インドの今回の対応は、トランプ大統領が先週発表した25%の関税に加え、前日インドに対して関税の大幅引き上げを示唆したことに起因している。トランプ大統領は引き上げる関税の水準について具体的には言及しなかったが、インドがロシア産石油を引き続き取り扱っていることを非難した。
これは、ロシアのウラジーミル・プーチン大統領に対し、ウクライナとの戦争を8月8日までに終結させるよう圧力をかけるため、ロシアと取引する国々に二次関税を課すという脅しの一環である。

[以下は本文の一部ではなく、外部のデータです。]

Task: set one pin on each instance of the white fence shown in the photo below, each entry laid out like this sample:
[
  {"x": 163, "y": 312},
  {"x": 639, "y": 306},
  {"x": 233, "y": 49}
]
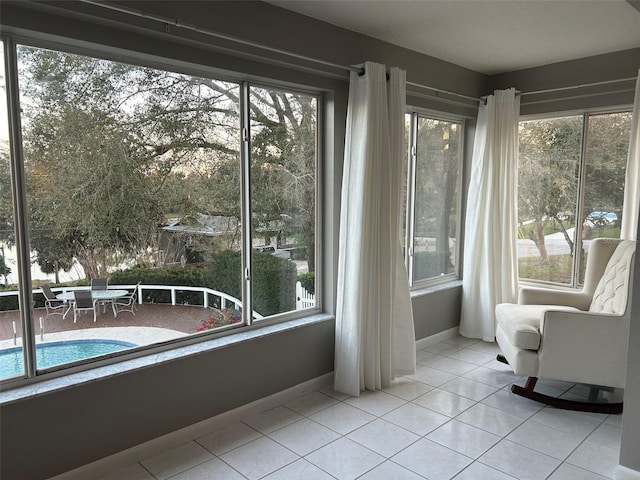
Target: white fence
[
  {"x": 225, "y": 300},
  {"x": 304, "y": 299}
]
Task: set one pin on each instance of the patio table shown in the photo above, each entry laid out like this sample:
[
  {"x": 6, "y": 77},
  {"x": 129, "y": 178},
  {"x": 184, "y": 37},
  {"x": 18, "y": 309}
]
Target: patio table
[{"x": 96, "y": 296}]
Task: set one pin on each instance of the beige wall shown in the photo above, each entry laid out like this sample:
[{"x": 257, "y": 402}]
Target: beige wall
[{"x": 47, "y": 435}]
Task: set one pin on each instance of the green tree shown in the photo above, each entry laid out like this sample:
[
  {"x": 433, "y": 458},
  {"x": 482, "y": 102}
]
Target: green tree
[
  {"x": 113, "y": 150},
  {"x": 547, "y": 175}
]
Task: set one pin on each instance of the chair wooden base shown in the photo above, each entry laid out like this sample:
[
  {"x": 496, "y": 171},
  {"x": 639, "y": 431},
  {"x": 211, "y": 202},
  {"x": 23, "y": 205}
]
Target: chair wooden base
[
  {"x": 594, "y": 407},
  {"x": 591, "y": 406}
]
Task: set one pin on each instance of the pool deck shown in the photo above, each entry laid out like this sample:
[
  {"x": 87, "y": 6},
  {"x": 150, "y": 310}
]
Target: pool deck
[{"x": 160, "y": 322}]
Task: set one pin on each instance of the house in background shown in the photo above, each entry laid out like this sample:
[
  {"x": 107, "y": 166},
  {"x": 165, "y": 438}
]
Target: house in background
[{"x": 52, "y": 428}]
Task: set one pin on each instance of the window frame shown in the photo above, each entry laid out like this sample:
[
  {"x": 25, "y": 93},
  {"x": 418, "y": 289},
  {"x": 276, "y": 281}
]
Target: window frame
[
  {"x": 415, "y": 114},
  {"x": 245, "y": 81}
]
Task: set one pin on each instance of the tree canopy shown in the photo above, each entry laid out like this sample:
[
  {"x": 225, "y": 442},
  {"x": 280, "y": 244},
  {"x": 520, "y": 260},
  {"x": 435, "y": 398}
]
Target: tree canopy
[{"x": 112, "y": 151}]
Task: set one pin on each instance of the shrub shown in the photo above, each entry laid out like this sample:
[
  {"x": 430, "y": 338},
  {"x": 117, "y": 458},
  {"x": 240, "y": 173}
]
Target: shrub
[
  {"x": 431, "y": 264},
  {"x": 274, "y": 280}
]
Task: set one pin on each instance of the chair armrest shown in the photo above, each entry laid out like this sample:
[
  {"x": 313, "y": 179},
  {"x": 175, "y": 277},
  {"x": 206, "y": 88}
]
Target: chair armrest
[
  {"x": 546, "y": 296},
  {"x": 584, "y": 347}
]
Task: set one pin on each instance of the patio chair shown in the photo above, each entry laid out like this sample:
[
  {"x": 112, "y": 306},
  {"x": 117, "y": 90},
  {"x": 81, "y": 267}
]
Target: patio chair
[
  {"x": 83, "y": 302},
  {"x": 51, "y": 303},
  {"x": 101, "y": 284},
  {"x": 128, "y": 302}
]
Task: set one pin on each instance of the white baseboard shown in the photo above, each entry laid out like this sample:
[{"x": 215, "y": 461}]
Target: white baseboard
[
  {"x": 625, "y": 473},
  {"x": 437, "y": 338},
  {"x": 171, "y": 440}
]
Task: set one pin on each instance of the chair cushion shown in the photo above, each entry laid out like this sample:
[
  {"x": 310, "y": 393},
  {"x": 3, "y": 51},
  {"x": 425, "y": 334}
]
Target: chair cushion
[
  {"x": 521, "y": 323},
  {"x": 610, "y": 295}
]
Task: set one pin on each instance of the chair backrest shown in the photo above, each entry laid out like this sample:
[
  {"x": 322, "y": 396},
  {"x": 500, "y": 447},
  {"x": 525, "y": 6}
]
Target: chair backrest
[
  {"x": 83, "y": 298},
  {"x": 612, "y": 294},
  {"x": 99, "y": 284},
  {"x": 48, "y": 293}
]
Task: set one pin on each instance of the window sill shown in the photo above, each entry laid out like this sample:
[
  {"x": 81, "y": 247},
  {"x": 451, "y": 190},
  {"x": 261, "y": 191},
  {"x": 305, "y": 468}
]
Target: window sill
[
  {"x": 147, "y": 360},
  {"x": 428, "y": 290}
]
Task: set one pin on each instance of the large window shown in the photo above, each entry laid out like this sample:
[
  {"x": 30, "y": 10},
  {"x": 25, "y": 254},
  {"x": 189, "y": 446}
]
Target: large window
[
  {"x": 433, "y": 197},
  {"x": 570, "y": 190},
  {"x": 192, "y": 196}
]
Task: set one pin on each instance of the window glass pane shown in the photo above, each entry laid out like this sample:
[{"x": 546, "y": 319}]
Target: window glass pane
[
  {"x": 606, "y": 153},
  {"x": 548, "y": 169},
  {"x": 133, "y": 175},
  {"x": 11, "y": 354},
  {"x": 404, "y": 222},
  {"x": 436, "y": 198},
  {"x": 283, "y": 200}
]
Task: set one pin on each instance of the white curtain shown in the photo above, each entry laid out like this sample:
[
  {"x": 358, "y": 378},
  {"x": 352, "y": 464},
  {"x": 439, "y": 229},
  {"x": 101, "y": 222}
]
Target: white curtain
[
  {"x": 375, "y": 338},
  {"x": 490, "y": 271},
  {"x": 631, "y": 206}
]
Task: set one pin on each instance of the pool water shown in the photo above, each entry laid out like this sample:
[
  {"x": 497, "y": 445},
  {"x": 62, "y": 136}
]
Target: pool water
[{"x": 58, "y": 353}]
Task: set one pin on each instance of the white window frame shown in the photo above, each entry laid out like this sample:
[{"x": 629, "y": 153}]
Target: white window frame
[{"x": 412, "y": 156}]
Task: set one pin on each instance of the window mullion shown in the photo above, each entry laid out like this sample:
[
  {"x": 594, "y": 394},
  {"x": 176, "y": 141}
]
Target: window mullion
[
  {"x": 20, "y": 208},
  {"x": 245, "y": 158}
]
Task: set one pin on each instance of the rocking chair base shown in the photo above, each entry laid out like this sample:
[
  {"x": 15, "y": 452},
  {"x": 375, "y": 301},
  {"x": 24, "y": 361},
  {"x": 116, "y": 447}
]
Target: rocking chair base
[{"x": 593, "y": 407}]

国際エネルギー機関(IEA)によると、2024年にロシア産原油の70%がインドに輸出されるという。先月のCNBCとのインタビューで、インドのハルディープ・シン・プリ石油・天然ガス相は「ロシア産石油を輸入するのは、予測可能で安価なエネルギーコストを確保するためだ」と述べ、さらにインドがロシア産石油を購入することで世界のエネルギー価格の安定に寄与し、米国もこれを奨励していると付け加えた。

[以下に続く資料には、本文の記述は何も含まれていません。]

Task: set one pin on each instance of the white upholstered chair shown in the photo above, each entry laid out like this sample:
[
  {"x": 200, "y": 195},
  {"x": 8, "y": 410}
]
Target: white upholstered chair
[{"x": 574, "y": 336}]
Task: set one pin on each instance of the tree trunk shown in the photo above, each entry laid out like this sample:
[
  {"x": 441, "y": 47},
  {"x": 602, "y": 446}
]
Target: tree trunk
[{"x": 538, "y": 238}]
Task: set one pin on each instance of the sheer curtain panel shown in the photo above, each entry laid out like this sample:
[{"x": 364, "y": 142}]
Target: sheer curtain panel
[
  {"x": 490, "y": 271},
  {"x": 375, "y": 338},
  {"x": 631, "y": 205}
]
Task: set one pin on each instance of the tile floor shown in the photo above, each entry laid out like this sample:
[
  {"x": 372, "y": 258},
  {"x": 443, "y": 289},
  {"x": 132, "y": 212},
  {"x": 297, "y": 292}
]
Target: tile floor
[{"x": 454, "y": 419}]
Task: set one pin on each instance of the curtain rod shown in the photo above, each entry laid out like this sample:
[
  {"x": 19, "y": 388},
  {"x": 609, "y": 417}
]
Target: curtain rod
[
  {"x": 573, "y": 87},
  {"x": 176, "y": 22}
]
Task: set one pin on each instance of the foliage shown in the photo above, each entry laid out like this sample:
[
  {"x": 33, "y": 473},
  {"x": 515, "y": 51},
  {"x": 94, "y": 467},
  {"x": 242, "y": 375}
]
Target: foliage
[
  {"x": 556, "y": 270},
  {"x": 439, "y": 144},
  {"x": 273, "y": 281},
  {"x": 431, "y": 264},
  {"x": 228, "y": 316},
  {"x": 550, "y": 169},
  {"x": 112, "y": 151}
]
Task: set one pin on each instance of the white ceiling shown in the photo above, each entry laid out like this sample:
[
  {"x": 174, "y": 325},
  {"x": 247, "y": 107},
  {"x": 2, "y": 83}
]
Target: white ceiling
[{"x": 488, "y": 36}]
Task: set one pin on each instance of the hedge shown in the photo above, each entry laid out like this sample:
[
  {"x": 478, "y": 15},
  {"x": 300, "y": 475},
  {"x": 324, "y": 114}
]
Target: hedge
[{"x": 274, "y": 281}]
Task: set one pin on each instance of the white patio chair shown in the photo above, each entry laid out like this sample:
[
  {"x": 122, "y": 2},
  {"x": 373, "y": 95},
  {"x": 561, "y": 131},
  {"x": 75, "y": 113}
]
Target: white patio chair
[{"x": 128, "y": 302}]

インドの元財務次官であるスバシュ・チャンドラ・ガルグ氏は、CNBCとのインタビューで「立場が大きく異なるため、インドと米国間で貿易協定が締結される可能性は低い」と語った。彼は「インドは米国の関税課税の脅威を受け入れざるを得ない」とし、「もし米国の需要があれば、輸入業者が関税を負担し、インドの輸出損失は国内消費で補填するか、あるいは他の市場を模索する必要がある」と述べた。
ブルームバーグによれば、トランプ大統領をなだめるために、インド政府が米国産乳製品の一部輸入を認めるための規則緩和案を検討中であると関係者が伝えているという。インドは国内産業保護のため、乳製品に最大60%の関税を維持している。特に宗教的配慮から、輸入乳製品が動物質飼料を与えられた牛から生産されていないかどうかを確認する厳格な規則が施行されている。
経済学者たちは25%の関税がインドの国内総生産(GDP)成長率を0.3%ポイント低下させる可能性があると推計している。HSBCホールディングスのインド担当チーフエコノミスト、プランジュル・バンダリ氏は、追加関税が課されれば資本流入と投資が減少するだろうと述べた。